Old Microsoft software had a simple toggle switch for this.

By default, windows 10 lets Microsoft engineers remotely log into your box and browse your filesystem. They say they only use it for diagnostic purposes, but I don’t see how that could be true unless they’re in violation of US law, which compels them to give the same access to law enforcement.

I’m not sure if you can opt out of that (or whether the opt out would survive a warrant).

I switched away from windows over this sort of thing. There were dozens of other objectionable things they were caught doing, and efforts to build windows 10 “decrappifiers” made it clear they were adding new telemetry every month, and laundering the data through sock puppet domains.

1 comments

> By default, windows 10 lets Microsoft engineers remotely log into your box and browse your filesystem.

I'd like to see a reputable source for that claim.

It looks like you can disable it, but “Full” telemetry (in Microsoft’s words) includes:

> Full: All data necessary to identify and help to fix problems, plus data from the Security, Basic, and Enhanced levels.

In the Windows 8 days, they claimed that engineers couldn’t silently pull individual files from machines without managerial approval. I can’t find the source. It was some old news article with an interview with a Microsoft manager.

Anyway, “All data necessary to identify and help to fix problems” pretty clearly implies they can pull whatever they want as they debug. I don’t see how they could implement that without exposing customers to warrant requests.

FYI what they're referring to is this: https://docs.microsoft.com/en-gb/windows/privacy/windows-dia...

This page outlines everything additional they recieve on the Full setting.

> In the Windows 8 days, they claimed that engineers couldn’t silently pull individual files from machines without managerial approval. I can’t find the source. It was some old news article with an interview with a Microsoft manager.

I recall reading something similar, but for Windows 10. AFAIK it said that engineers diagnosing a difficult problem can select a group of machines to receive raw telemetry from, after getting permission from managers + microsoft's privacy team. I have a feeling it was for insider builds only though.

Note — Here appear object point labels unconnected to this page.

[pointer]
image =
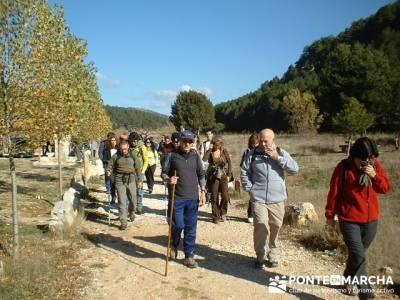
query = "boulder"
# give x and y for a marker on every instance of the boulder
(62, 215)
(72, 196)
(300, 214)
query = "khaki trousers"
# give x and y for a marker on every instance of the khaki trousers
(268, 219)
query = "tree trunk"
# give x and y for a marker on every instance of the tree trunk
(348, 145)
(14, 206)
(60, 194)
(85, 165)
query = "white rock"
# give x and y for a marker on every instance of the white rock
(300, 214)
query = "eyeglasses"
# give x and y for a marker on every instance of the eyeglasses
(187, 141)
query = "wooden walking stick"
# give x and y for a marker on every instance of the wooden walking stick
(171, 213)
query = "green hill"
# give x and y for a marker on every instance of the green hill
(362, 62)
(130, 118)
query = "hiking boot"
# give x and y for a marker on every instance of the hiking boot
(173, 253)
(190, 263)
(259, 264)
(272, 264)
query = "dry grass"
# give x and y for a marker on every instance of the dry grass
(48, 266)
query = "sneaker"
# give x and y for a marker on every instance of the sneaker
(259, 264)
(272, 263)
(190, 263)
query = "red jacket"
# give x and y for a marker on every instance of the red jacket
(356, 203)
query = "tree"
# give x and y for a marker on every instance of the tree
(353, 119)
(45, 86)
(301, 111)
(193, 110)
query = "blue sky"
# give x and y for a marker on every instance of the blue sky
(148, 51)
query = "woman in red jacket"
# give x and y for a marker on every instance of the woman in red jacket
(353, 199)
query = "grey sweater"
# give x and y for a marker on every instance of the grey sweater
(190, 171)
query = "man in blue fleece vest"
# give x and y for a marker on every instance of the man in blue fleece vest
(189, 193)
(262, 175)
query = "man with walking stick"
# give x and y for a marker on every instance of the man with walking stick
(183, 171)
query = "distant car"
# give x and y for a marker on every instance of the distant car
(20, 143)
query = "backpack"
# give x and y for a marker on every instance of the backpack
(137, 154)
(255, 154)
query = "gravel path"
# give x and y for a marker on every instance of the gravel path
(130, 264)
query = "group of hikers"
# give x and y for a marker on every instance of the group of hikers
(198, 172)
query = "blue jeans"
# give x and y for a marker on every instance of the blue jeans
(110, 187)
(357, 238)
(185, 218)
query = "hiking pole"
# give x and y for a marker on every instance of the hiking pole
(109, 208)
(170, 226)
(166, 202)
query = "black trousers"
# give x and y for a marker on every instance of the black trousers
(150, 176)
(358, 237)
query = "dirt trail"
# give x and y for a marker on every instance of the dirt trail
(130, 264)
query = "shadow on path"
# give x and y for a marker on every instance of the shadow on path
(125, 249)
(232, 264)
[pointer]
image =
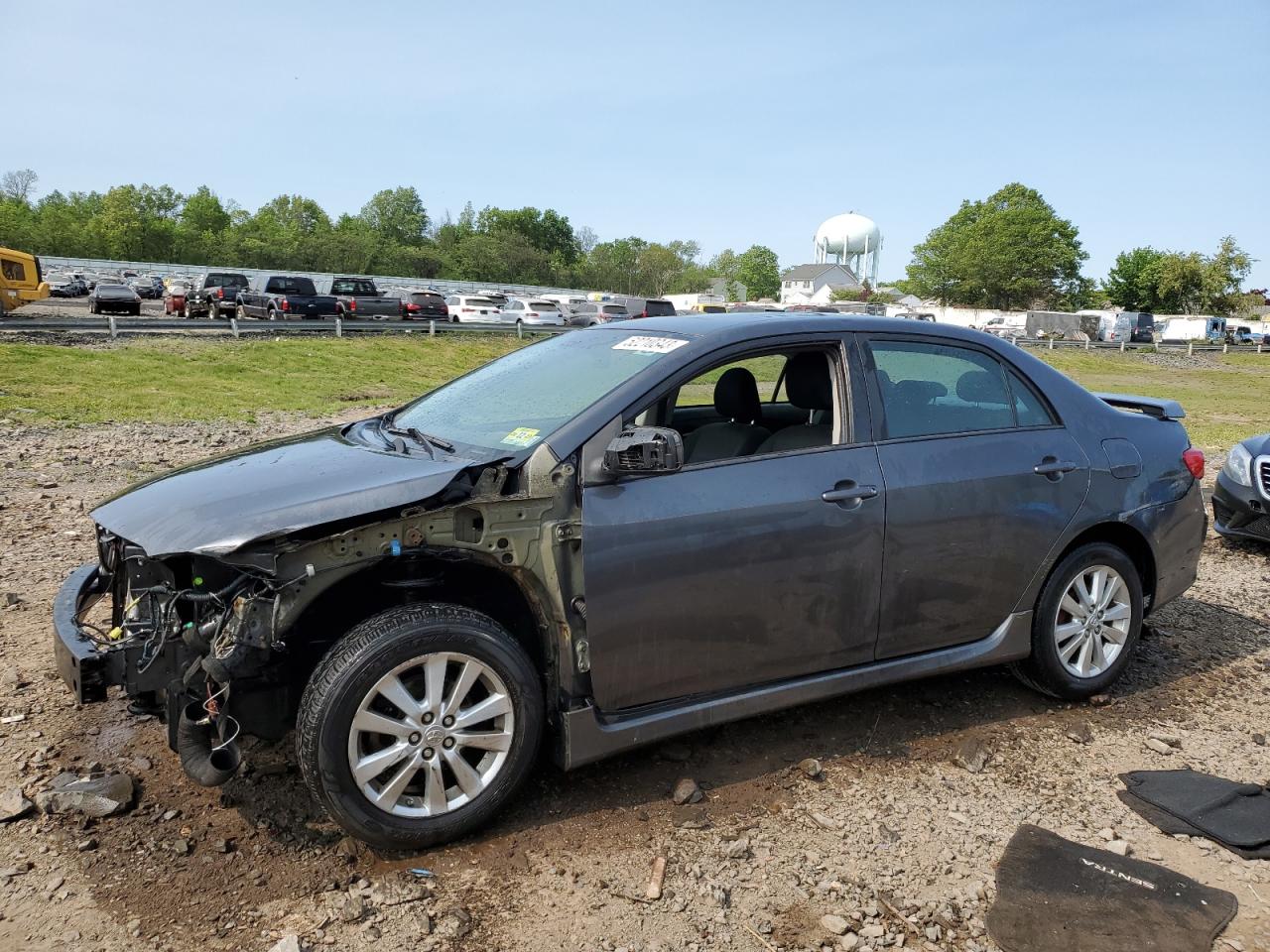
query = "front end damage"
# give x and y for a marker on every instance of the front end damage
(221, 645)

With provisos it seems right, they have remote support by default, no: https://winaero.com/blog/disable-remote-assistance-windows-1....
That article is talking about Remote Assistance, which lets you explicitly grant temporary permission to someone you trust (not just a Microsoft engineer, but anyone you choose) - and you can see what they are doing because you're sharing your screen.

The GP comment seemed to imply that Microsoft engineers could log in remotely without your knowledge or consent.

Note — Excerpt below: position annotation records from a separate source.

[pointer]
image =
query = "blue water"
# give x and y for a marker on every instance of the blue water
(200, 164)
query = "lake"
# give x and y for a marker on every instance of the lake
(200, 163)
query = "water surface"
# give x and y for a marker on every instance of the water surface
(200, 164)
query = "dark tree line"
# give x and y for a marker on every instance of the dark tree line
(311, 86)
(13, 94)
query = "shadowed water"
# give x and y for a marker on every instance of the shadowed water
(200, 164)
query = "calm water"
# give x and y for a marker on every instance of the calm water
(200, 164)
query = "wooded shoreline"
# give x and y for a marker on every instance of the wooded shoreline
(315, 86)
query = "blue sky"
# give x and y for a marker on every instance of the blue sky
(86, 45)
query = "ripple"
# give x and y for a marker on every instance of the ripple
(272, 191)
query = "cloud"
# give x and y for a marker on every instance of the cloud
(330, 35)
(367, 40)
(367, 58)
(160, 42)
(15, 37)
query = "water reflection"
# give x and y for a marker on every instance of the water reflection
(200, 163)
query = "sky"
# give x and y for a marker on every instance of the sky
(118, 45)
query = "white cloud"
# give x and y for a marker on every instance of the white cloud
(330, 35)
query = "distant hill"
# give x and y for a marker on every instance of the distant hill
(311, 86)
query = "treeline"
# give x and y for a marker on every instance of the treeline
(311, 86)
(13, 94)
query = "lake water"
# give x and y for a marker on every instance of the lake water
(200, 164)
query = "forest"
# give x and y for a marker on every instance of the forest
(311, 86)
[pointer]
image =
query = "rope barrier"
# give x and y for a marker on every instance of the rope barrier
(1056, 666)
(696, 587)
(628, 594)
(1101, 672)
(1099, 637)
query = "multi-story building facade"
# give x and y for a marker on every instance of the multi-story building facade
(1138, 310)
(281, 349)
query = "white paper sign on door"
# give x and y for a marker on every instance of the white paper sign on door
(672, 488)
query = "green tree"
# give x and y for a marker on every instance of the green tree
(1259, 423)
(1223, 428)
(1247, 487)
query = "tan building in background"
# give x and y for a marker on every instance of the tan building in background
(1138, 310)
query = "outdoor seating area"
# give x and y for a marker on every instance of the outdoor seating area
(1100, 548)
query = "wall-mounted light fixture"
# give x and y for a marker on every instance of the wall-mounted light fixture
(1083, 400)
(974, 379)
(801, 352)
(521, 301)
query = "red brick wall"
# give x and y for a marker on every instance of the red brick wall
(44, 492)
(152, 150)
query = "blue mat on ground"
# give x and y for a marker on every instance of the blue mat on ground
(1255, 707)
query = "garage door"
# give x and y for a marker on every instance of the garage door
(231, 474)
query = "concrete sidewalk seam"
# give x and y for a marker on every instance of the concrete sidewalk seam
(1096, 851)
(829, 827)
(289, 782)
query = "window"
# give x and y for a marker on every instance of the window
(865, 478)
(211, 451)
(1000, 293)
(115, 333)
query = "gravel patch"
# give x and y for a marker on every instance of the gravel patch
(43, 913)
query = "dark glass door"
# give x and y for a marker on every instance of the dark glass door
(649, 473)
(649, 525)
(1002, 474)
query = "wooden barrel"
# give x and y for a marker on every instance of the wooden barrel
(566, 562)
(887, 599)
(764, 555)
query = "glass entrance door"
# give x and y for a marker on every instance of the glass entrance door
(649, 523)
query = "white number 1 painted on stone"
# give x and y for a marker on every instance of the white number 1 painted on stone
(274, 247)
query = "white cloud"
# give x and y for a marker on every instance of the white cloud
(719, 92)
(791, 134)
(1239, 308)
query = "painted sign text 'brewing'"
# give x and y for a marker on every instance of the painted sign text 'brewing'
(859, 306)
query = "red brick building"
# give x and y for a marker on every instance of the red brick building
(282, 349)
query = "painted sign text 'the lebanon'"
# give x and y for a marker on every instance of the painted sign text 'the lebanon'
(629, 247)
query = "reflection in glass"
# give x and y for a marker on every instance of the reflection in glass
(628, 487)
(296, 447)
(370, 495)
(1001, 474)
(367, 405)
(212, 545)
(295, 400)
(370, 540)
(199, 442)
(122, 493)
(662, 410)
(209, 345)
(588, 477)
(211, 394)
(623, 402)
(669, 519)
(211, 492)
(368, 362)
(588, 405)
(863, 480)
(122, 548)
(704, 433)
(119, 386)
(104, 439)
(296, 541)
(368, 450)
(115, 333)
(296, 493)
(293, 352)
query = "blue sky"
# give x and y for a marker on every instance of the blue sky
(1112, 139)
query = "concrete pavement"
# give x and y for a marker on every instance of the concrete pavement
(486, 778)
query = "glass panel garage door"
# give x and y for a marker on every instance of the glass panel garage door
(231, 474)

>"By default, windows 10 lets Microsoft engineers remotely log into your box and browse your filesystem."

This is correct, they AFAIK need a password/acceptance from the user, that's the proviso, but the original comment didn't say "without anyone knowing" (and as it's closed source none of us knows for sure). Their quoted claim is true it's just of very limited value.

This whole thread is going nowhere.

The first question should've been "yes, but can they do it without a password or user-acceptance". The answer is "we don't know" AFAIAA.